According to one embodiment, this device also comprises a chromatic compensation device which is arranged between the mirrors and the object and image positions, this device being for example constituted by a parallel flat plate normally mounted on the optical axis of the mirrors. Preferably, one of the faces of the parallel flat plate is aspherical, or the plate consists of a meniscus element mounted normally with respect to the optical axis of the mirrors.

According to another embodiment, the concave and convex mirrors are arranged so that their centers of curvature are separated by a distance at least approximately equal to 2% of the length of the shortest radius, these mirrors being placed in such a way we observe three reflections on the concave mirror and two reflections on the convex mirror. According to one embodiment, this optical system comprises a first half and a second half which each comprise a unit power optical system comprising an optical axis and having substantially normal conjugate planes with respect to this axis. The two halves are arranged coaxially back to back so that their overlapping planes are superimposed on at least one side of the optical system so as to form an intermediate image position, and arranged so as to produce object and image positions distinct from the other side of the optical system. In this embodiment, each half of the optical system comprises a meniscus element arranged symmetrically and substantially concentric, the convex radius of which is greater than the concave radius and the thickness of which is greater than the difference between the concave and convex rays, as well as at least a color correction element.

According to one embodiment, each optical system with unit power comprises a concave spherical mirror and a convex spherical mirror arranged opposite the concave mirror.

said mirrors being arranged so that their centers of curvature substantially coincide. Means are provided for defining a position for an object in such a way that its image is real in a second position, said convex mirror being arranged so as to reflect on the concave mirror the light coming from the object initially reflected towards the mirror. convex by the concave mirror, the light coming from the object being reflected at least twice on the concave mirror and at least once on the convex mirror before being focused in the image plane. The small aberrations which appear following a defect in the concentricity of the meniscus are compensated for by the introduction of a reduced defect in the concentricity of the pair of mirrors. That is to say, in each half of the optical system, the concave and convex mirrors are arranged in such a way that their centers of curvature are distant by a length less than 2% of the length of the shortest ray.

Preferably, the chromatic correction element is a parallel flat plate normally mounted on the optical axis of the mirrors. According to certain embodiments, the chromatic correction plate is mounted at the location of the intermediate image and in other embodiments it is mounted in each half of the system.

According to another embodiment of the system, the two halves of the optical system are arranged coaxially back to back so that the conjugate planes are superimposed on the two sides of the system so as to obtain an image position d on one side and an object-image overlay position on the other side. Means such as pivoting mirrors are provided for obtaining separate object and image positions and for making them accessible for practical installations.

According to other embodiments, the two halves of the optical system are arranged coaxially back to back so as to form an intermediate image on one of the sides and separate object and image positions on the other side. For this purpose, the intermediate image is offset axially from the other conjugate positions in at least one of the halves of the system. According to certain embodiments, the distance between the two elements of mirrors in the intermediate image is greater than the distance to the other conjugate position in at least one of the halves of the system, so as to space the object and image positions in the other half. In another embodiment the distance between the mirror elements at the intermediate position is less than the distance from the other positions combined in at least one of the halves of the system, so as to form crossed object and image planes. In this case, reflective elements are provided interposed between the object and image positions 30 so as to make them physically accessible.

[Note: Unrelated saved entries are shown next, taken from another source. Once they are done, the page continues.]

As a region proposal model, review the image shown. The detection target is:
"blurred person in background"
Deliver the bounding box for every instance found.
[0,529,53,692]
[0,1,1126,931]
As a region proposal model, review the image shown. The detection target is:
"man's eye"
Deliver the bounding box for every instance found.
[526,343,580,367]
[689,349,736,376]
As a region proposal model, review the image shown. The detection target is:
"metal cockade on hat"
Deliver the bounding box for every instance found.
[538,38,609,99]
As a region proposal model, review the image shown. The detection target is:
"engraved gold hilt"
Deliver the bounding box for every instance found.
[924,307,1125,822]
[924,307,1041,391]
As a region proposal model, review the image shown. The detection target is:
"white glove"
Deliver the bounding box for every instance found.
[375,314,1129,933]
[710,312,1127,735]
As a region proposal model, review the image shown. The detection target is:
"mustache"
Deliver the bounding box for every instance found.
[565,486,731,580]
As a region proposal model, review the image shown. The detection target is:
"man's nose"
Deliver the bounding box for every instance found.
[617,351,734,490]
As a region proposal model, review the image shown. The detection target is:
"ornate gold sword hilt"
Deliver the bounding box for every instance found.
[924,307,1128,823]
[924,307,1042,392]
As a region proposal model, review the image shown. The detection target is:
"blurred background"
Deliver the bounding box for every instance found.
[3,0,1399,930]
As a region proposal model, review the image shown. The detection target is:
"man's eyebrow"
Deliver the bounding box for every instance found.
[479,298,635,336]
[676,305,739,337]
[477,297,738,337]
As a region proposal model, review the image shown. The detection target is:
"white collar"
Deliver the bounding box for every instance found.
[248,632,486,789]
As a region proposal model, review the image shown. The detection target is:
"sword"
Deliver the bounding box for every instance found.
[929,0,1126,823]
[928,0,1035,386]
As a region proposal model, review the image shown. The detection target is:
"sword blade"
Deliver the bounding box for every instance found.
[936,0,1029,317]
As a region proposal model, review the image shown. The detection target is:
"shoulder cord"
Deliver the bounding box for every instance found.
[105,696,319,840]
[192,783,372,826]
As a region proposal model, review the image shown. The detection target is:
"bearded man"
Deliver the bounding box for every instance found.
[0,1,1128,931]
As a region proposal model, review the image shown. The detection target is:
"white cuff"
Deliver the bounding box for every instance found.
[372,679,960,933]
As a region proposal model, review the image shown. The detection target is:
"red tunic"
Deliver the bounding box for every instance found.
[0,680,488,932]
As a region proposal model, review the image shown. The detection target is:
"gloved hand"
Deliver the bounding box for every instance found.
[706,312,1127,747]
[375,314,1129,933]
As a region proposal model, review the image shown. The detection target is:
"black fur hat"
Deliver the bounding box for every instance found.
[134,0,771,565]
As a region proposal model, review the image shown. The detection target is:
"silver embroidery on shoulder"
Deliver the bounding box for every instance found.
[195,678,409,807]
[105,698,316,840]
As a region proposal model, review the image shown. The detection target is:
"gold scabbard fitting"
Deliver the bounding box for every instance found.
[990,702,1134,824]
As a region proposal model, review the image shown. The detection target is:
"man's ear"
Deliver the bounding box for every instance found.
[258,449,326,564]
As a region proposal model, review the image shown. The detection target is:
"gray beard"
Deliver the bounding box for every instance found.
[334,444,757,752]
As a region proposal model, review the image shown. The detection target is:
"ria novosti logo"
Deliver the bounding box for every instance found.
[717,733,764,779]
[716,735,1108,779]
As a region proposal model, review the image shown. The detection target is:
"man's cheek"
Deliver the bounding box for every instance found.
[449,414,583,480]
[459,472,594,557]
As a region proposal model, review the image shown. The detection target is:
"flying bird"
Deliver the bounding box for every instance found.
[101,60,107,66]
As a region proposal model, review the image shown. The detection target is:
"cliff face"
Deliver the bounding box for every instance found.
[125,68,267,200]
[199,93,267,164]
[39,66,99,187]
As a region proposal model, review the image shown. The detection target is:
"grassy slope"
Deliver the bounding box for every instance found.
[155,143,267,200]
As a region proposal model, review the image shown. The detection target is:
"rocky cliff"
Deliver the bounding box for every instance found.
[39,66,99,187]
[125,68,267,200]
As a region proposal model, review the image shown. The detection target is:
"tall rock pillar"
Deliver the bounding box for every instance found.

It should be noted that a necessary condition for there to be no field curvature (for example for a plane image surface) in the resulting system is that the algebraic sum of the quantities obtained by dividing the power of each surface by its refractive index is substantially zero, the refractive index of the reflecting surface being defined as negative. The refractive meniscus elements, which are essential components of the optical system according to the invention, generate a chromatic variation on the aforementioned algebraic sum so that even if this sum is substantially zero, a relative variation in the curvature is observed. field by color. According to the invention, the focal point position is constant for a wide spectral band by the introduction of a longitudinal chromatic difference of the focal point, which compensates for the variation in curvature of the chromatic field 45 in the annular field of the optical system.

The present invention will be better understood with reference to the description of the exemplary embodiments and the attached drawing in which:

the fìg. 1 schematically represents an optical system produced 50 in accordance with the concepts of the present invention;

the flg. 2 schematically represents a double optical system comprising two optical systems arranged back to back and similar to the system of the fig. 1;

fig. 3 schematically represents an optical system 55 similar to the system of FIG. 2, but simplified in that the two halves are no longer symmetrical while the system as a whole remains symmetrical;

fig. 4 is a schematic representation of an optical system identical to that of FIG. 3. but simplified in that the two 60 color correction plates are combined in a single element and by the elimination of the double plates necessary to separate the object and the final image by making the combined distances of the two elements of mirrors unequal ;

fig. 5 to 7 schematically illustrate other embodiments of the optical system according to the invention;

fig. 8 is a schematic representation of an optical system similar to that of the fìg. 1 and illustrating another embodiment of the invention, and

5

625,055

fig. 9 is a graphic representation illustrating the variations in position of the focal point as a function of the distance from the axis and of the wavelength of the light used.

With reference to fig. 1, the optical system 10 comprises two spherical mirrors, a convex mirror 12 and a concave mirror 14 arranged so as to produce three successive reflections inside the system. The mirrors have their centers of curvature aligned on the axis SA and include conjugate zones arranged outside the axis at points O and I. Points O and I are arranged on either side of the axis SA and at a distance H from this axis. In the optical system illustrated in fig. 2 of US patent N <> 3748015, the concave mirror forms at point I an image of an object placed at point O; the convex mirror forms a virtual image from point I to point O, this image being reflected by the concave mirror at point I. It should be noted that the extent of the corrected ring obtainable by this optical system is limited by l fifth order astigmatism inherent in this system. High-ranking astigmatism results from spherical aberrations of the main rays of this system.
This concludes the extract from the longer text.